Hot questions for Using ZeroMQ in elixir

Question:

In Python I have the option of using a "poller" object which polls blocking sockets for messages waiting and unblocks after a specified number of milliseconds (in the case below, 1000, in the while True block):

import zmq

# now open up all the sockets
context = zmq.Context()
outsub = context.socket(zmq.SUB)
outsub.bind("tcp://" + myip + ":" + str(args.outsubport))
outsub.setsockopt(zmq.SUBSCRIBE, b"")
inreq = context.socket(zmq.ROUTER)  
inreq.bind("tcp://" + myip + ":" + str(args.inreqport))
outref = context.socket(zmq.ROUTER)  
outref.bind("tcp://" + myip + ":" + str(args.outrefport))
req = context.socket(zmq.ROUTER)  
req.bind("tcp://" + myip + ":" + str(args.reqport))
repub = context.socket(zmq.PUB)  
repub.bind("tcp://" + myip + ":" + str(args.repubport))

# sort out the poller
poller = zmq.Poller() 
poller.register(inreq, zmq.POLLIN)
poller.register(outsub, zmq.POLLIN)
poller.register(outref, zmq.POLLIN)
poller.register(req, zmq.POLLIN)

# UDP socket setup for broadcasting this server's address 
cs = socket.socket(socket.AF_INET, socket.SOCK_DGRAM)
cs.setsockopt(socket.SOL_SOCKET, socket.SO_REUSEADDR, 1)
cs.setsockopt(socket.SOL_SOCKET, socket.SO_BROADCAST, 1)

# housekeeping variables
pulsecheck = datetime.utcnow() + timedelta(seconds = 1)
alivelist = dict()
pulsetimeout = 5

while True: 
    polls = dict(poller.poll(1000))
    if inreq in polls:
        msg = inreq.recv_multipart()
        if msg[1] == b"pulse":           # handle pluse
            ansi("cyan", False, textout = " pulse" + "-" + msg[0].decode())
            if not msg[0] in alivelist.keys():
                handlechange(msg[0])
            alivelist[msg[0]] = datetime.utcnow() + timedelta(seconds = pulsetimeout)
    if outsub in polls:
        msgin = outsub.recv_multipart()[0]
        repub.send(msgin) # republish
        msg = unpacker(msgin)
        if isinstance(msg, dict):
            valu = msg.get("value")
            print(".", end = "", flush = True)
        else:
            ansi("green", False, textout = msg)

    if req in polls:
        msg = req.recv_multipart()
        valmsg = validate_request(msg)
        if not valmsg[0]:
            ansi("red", True); print(valmsg[1]); ansi()
        elif len(alivelist) > 0:
            targetnode = random.choice(list(alivelist.keys()))
            inreq.send_multipart([targetnode, packer(valmsg[1])])
            ansi("blue", True, textout = "sent to " + targetnode.decode())
        else:
            ansi("red", True, textout = "NO CONNECTED NODES TO SEND REQUEST TO")
    if outref in polls:
        msg = outref.recv_multipart()
        destinataire, correlid = msg[1].split(b"/")
        req.send_multipart([destinataire, correlid, msg[2]])

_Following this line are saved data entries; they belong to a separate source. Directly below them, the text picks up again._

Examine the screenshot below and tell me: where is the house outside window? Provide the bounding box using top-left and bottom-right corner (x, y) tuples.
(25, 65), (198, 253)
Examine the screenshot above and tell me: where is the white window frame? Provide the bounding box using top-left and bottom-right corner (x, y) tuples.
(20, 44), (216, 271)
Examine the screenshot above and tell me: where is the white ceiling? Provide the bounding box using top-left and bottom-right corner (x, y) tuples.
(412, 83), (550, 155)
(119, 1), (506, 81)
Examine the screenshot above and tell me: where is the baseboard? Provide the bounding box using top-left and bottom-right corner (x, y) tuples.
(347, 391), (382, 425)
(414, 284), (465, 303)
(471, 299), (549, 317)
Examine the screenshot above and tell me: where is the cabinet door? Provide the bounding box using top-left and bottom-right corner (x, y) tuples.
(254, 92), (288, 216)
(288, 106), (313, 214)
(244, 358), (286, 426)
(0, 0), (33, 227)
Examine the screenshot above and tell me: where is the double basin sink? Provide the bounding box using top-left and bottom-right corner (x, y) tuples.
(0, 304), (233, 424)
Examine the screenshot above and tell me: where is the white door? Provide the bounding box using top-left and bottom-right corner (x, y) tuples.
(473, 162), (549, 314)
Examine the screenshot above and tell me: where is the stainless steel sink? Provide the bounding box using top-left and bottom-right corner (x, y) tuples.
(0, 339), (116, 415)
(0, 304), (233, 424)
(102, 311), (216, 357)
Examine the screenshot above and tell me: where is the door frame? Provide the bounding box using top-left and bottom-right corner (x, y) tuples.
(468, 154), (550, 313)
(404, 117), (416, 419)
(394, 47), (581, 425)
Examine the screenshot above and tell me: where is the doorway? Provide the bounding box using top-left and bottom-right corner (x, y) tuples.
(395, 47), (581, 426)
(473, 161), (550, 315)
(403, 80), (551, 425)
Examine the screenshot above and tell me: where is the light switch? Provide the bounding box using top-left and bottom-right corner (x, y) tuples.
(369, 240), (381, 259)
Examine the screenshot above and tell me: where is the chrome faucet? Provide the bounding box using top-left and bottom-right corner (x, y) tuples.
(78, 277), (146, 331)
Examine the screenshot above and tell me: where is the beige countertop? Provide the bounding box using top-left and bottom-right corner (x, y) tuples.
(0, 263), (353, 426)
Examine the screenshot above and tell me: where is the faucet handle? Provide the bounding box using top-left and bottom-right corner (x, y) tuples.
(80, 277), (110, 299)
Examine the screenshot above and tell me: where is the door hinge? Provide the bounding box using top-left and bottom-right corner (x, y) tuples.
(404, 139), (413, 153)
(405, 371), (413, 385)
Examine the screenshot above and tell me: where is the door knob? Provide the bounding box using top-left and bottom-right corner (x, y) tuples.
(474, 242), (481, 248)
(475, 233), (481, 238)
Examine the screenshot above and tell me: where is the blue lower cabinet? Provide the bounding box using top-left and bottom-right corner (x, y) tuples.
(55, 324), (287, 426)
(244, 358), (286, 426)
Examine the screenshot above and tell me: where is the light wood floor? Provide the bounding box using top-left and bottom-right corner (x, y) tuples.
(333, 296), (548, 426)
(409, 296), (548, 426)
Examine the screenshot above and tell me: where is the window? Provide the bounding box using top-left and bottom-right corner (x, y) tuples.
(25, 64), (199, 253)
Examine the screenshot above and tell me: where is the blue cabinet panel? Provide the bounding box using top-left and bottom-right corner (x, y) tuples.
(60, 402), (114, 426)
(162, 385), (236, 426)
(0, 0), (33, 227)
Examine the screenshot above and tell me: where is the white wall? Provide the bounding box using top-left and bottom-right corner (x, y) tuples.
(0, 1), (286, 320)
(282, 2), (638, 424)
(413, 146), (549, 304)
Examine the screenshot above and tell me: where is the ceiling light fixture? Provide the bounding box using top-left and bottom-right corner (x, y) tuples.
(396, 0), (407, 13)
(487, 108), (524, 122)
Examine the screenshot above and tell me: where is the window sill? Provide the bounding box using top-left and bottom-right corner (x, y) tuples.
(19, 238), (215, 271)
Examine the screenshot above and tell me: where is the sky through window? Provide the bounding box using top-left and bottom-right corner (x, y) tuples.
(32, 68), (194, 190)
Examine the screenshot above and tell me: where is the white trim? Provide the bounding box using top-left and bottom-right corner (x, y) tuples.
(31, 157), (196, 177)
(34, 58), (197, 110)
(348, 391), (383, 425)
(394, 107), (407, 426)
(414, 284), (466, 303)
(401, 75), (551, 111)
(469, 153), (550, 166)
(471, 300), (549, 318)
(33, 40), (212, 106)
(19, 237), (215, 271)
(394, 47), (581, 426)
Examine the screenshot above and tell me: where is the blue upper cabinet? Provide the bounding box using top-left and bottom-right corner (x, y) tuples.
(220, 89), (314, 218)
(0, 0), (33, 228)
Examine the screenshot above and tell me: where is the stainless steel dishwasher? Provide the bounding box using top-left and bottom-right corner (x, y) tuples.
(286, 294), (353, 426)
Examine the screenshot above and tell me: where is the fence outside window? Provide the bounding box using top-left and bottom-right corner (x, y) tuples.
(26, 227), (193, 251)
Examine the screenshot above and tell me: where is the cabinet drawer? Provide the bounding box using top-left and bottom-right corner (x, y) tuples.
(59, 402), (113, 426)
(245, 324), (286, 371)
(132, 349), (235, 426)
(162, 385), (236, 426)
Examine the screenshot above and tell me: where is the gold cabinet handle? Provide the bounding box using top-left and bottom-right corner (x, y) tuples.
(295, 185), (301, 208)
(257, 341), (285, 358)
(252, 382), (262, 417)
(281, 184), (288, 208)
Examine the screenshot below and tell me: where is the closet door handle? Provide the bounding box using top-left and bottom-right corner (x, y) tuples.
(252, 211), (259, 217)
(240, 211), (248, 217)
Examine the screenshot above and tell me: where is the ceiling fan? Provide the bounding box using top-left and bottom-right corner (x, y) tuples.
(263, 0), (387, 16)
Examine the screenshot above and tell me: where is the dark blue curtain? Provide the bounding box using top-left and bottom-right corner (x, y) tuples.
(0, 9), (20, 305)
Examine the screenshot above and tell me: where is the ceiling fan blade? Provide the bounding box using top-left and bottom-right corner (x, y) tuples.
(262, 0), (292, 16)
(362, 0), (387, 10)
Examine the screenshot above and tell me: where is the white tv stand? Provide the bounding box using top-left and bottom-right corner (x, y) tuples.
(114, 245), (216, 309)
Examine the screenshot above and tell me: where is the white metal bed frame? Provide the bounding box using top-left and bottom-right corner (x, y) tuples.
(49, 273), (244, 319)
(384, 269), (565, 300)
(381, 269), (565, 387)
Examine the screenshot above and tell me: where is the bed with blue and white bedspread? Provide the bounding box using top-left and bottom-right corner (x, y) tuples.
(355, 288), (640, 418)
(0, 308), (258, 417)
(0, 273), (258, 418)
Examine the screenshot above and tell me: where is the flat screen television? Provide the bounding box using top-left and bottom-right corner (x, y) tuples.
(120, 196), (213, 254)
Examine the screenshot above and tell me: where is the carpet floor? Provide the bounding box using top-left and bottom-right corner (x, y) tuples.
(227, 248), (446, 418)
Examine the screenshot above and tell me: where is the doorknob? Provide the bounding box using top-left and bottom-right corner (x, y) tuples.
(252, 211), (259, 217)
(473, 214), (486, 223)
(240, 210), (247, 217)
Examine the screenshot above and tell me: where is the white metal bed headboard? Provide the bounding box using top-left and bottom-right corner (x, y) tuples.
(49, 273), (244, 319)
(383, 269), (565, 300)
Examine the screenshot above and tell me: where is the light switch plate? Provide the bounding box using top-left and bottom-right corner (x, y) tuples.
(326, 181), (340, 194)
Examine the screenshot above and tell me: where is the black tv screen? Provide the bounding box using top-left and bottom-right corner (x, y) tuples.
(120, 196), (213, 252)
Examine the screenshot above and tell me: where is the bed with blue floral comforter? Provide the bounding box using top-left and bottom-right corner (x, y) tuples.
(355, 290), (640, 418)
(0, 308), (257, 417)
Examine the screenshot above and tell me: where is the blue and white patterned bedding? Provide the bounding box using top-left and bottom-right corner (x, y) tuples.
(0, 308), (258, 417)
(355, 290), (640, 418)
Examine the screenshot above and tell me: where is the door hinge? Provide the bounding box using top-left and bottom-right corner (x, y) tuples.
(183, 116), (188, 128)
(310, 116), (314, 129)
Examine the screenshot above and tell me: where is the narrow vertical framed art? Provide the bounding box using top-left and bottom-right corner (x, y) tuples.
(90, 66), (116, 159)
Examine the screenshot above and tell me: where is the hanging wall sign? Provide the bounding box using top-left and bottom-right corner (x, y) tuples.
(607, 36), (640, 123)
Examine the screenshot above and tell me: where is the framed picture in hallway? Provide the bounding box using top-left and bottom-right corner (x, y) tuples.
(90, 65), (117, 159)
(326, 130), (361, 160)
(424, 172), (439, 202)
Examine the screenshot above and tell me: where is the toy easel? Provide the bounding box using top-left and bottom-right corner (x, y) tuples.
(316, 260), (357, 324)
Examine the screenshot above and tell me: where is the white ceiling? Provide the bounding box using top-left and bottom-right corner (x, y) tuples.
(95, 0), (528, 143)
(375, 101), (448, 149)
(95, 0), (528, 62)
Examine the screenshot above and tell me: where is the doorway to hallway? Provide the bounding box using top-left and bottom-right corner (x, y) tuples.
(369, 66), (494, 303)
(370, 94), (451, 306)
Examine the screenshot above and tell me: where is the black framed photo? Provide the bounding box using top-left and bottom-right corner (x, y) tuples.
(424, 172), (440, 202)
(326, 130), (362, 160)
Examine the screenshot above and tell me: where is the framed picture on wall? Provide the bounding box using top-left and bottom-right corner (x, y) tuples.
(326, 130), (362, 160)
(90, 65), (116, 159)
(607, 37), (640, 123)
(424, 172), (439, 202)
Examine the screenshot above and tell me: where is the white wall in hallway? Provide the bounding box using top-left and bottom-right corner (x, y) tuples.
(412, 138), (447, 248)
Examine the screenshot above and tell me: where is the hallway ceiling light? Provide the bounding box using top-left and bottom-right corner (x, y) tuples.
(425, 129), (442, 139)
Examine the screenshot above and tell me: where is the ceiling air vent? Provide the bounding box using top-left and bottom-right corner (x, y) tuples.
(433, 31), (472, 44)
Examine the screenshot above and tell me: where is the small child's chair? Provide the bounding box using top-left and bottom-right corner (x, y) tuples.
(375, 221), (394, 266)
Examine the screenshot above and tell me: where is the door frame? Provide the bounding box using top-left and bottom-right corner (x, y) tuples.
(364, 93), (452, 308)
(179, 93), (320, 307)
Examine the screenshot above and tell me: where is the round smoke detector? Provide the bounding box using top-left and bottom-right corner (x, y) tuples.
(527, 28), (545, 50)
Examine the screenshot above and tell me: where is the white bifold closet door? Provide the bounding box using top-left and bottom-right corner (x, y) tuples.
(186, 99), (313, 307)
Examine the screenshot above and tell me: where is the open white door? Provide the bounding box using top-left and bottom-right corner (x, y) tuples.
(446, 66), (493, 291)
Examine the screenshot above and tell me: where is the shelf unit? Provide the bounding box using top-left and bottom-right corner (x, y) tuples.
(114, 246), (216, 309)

I want to implement something analogous in Elixir (or Erlang) but my preferred native library, chumak, doesn't seem to implement polling. How do I implement non-blocking receives in Erlang/Elixir, preferably using Chumak, but I'll move to another Erlang zeroMQ library if necessary? My socket pattern preference is router sends, dealer receives.

EDIT

My use case is the following. I have a third party financial service which serves data based on requests, with answers coming asynchronously. So you can send multiple requests, and you'll get responses back after an unspecified period of time, and not necessarily in the same order you sent them.

So I need to connect this service into Erlang (actually Elixir) and ZeroMQ seems like a good fit. Multiple users connected (via Phoenix) to Erlang/Elixir will send requests, and I need to pass these on to this service.

The problem comes if there is an error in one of the requests, or the third party service has some kind of problem. I will be blocking-waiting for a response, and then unable to service new requests from Phoenix.

Basically I want to listen constantly for new requests, send them over, but if one request doesn't produce a response, I will have one-fewer responses than requests and that will lead to an eternal wait.

I understand that if I send requests separately, then the good ones will produce responses so I don't need to worry about blocking even if, over time, I get quite a big numerical difference between requests sent and responses received. Maybe the design idea is that I shouldn't worry about this? Or should I try to track one-for-one responses to requests and timeout the non-responses somehow? Is this a valid design pattern?


Answer:

Is your system constantly connected to the asynchronous query resource, or are you making a new connection with each query?

Each situation has its own natural model in Erlang.

The case of: A single (or pool of) long-term connection(s)

Long-term connections that maintain a session with the resource (the way a connection with a database would work) are most naturally modelled as processes within your system that have the sole job of representing that external resource.

The requirements of that process are:

  • Translate the external resource's messages into internally meaningful messages (not just passing junk through -- don't let raw, external data invade your system unless it is totally opaque to you)
  • Keep track of timed out requests (and this may require something sort of like polling, but can be done more precisely with erlang:send_after/3

This implies, of course, that the module that implements this process will need to speak the protocol of that resource. But if this is accomplished then there really isn't any need for a messaging broker like an MQ application.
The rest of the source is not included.